The attitude of the wise men of Yisrael towards a flag is not uniform. In the past we discussed the positive approach of Rabbi J.B. Soloveithik to the flag of Israel. Rabbi Moshe Feinstein, on the other hand, felt that the flag has no importance. In response to a question if one is permitted to hang an Israeli flag in a synagogue, he wrote that it is not prohibited but that it is “a vain and silly act,” and that it would be best to remove it – except that this should not become an issue for a dispute.
Rav A.Y. Kook had an opportunity to express his opinion about flags and banners when the King of England handed over the banner of the Hebrew Brigades that fought with the English in the Second World War, so that it would be placed in a synagogue in Israel.
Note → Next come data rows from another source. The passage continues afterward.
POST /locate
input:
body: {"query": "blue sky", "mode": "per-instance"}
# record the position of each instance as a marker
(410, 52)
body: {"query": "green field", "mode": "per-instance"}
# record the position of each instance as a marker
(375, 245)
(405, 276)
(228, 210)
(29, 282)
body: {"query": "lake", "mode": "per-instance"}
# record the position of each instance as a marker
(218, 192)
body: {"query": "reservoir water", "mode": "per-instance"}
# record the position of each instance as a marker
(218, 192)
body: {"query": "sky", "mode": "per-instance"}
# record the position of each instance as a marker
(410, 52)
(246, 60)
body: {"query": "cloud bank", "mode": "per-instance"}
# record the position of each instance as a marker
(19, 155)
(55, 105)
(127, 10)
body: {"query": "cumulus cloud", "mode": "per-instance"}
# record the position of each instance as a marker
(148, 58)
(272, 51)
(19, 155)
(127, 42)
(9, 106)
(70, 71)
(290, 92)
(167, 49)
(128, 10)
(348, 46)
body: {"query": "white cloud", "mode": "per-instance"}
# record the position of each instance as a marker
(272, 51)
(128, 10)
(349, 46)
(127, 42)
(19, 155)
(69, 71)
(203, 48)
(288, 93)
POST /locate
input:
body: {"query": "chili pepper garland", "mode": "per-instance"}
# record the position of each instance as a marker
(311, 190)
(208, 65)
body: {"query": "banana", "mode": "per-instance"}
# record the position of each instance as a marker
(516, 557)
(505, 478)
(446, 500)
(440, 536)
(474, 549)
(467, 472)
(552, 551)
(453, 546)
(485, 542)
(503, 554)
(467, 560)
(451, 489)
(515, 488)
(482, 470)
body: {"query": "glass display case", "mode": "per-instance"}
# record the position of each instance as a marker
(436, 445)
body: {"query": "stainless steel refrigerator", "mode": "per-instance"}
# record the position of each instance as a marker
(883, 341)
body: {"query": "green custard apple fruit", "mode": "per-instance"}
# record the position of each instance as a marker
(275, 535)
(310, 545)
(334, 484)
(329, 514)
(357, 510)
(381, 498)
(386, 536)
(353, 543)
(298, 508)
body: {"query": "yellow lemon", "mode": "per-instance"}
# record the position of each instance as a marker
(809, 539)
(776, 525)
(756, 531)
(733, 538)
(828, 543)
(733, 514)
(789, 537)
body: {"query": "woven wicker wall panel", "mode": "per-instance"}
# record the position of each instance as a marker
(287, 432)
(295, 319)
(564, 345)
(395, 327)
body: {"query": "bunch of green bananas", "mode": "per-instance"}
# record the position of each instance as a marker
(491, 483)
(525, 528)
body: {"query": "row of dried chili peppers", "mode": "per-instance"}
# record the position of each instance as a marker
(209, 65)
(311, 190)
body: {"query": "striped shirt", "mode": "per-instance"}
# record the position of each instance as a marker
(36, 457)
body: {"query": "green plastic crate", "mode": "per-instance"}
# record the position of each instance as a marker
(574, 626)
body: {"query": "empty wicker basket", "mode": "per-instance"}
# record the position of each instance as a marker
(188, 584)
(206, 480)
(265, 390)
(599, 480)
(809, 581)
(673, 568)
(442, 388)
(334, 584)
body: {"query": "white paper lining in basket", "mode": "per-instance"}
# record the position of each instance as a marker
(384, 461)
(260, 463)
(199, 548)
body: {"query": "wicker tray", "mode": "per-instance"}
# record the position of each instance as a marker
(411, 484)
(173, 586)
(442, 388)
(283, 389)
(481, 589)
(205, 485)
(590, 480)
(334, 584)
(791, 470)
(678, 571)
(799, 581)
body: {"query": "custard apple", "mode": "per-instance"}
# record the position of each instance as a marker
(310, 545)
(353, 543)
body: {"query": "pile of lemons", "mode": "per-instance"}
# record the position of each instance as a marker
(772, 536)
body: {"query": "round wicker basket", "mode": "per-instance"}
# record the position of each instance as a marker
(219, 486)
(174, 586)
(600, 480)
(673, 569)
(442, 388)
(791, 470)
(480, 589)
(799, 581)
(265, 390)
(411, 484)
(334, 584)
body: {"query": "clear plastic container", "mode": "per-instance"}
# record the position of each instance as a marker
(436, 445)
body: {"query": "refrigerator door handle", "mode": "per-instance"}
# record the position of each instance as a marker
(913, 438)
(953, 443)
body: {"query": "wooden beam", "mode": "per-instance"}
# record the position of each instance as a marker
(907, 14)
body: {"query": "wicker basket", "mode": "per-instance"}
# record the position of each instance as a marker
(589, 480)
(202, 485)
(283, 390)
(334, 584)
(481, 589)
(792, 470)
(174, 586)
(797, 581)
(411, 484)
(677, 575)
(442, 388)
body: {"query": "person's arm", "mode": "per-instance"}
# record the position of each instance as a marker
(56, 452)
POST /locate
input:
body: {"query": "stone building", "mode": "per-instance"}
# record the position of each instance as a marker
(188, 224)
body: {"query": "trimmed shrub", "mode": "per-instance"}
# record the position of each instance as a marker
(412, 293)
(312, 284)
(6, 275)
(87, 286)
And the banner was indeed put on display in the “Churva” synagogue in Jerusalem in 5685 (1925). In the local newspapers, this event was described as a historic event in the history of Eretz Yisrael, the likes of which had not been seen “for the last two thousand years.” The dedication of the flag read, “With a feeling of national pride and self-awareness, the pioneers of the Hebrew Brigades took an oath to guard over their Hebrew flag… And this flag, the banner of the Hebrew nation, is now being returned to its rightful place, to the center of the Hebrew nation in Jerusalem. This flag was sanctified by the Hebrew Brigades with personal sanctity – sanctity of blood… The heart expands from joy, and the eyes shed tears of happiness. We now have a flag of our own!”
The people also showed great enthusiasm. A crowd of more than ten thousand came to cheer when the banner was paraded through the streets of Tel Aviv. The same thing was repeated in Jerusalem, where it was taken in a parade, accompanied by music from the police orchestra, and brought to the Old City of Jerusalem. The Arab press was angry, and the Arab Action Committee warned the British High Commissioner, Herbert Plumer, that if he did not cancel the planned ceremony they would not be responsible for the consequences. Plumer’s reaction was: “Gentlemen, nobody is asking you to be responsible for this, I am responsible – and I will be there.”
Rav Kook took part in the ceremony, spoke, and even composed a special prayer for the occasion. He began his sermon with the Midrash on the verse, “Every man at his banner, according to families” [Bamidbar 2:2]. When the Holy One, Blessed be He, was revealed on Mount Sinai, “tens of thousands of angels descended with Him, and each one displayed different banners. And Bnei Yisrael also felt a desire to have their own banners. The Holy One, Blessed be He, said to them, I swear that I will fulfill your request. ‘May we be happy in Your salvation, let us unfurl our banner in the name of G-d, and let G-d fulfill all your requests!’ [Tehillim 20:6]. And the Holy One, Blessed be He, immediately made a decree, and he told Moshe to make them banners as they wanted.”
Rav Kook understood the banners mentioned in the Midrash in a simple way, and thus he did not object to the flag being brought into the synagogue. In his opinion, the flag symbolizes the beginning of the redemption and the national yearning and our aspiration to become a nation of priests. For him, the soldiers who carried the flag were “holy armies, and they appeared to me like the angels.” In addition, the banner is a reminder of the holy people who gave up their lives in the effort to take over Eretz Yisrael. The flag in general symbolizes the “beginning of the flowering of our redemption.” The above verse is appropriate for the banner, and Rav Kook ended his speech by quoting it again: “May we be happy in Your salvation, let us unfurl our banner in the name of G-d, and let G-d fulfill all your requests!”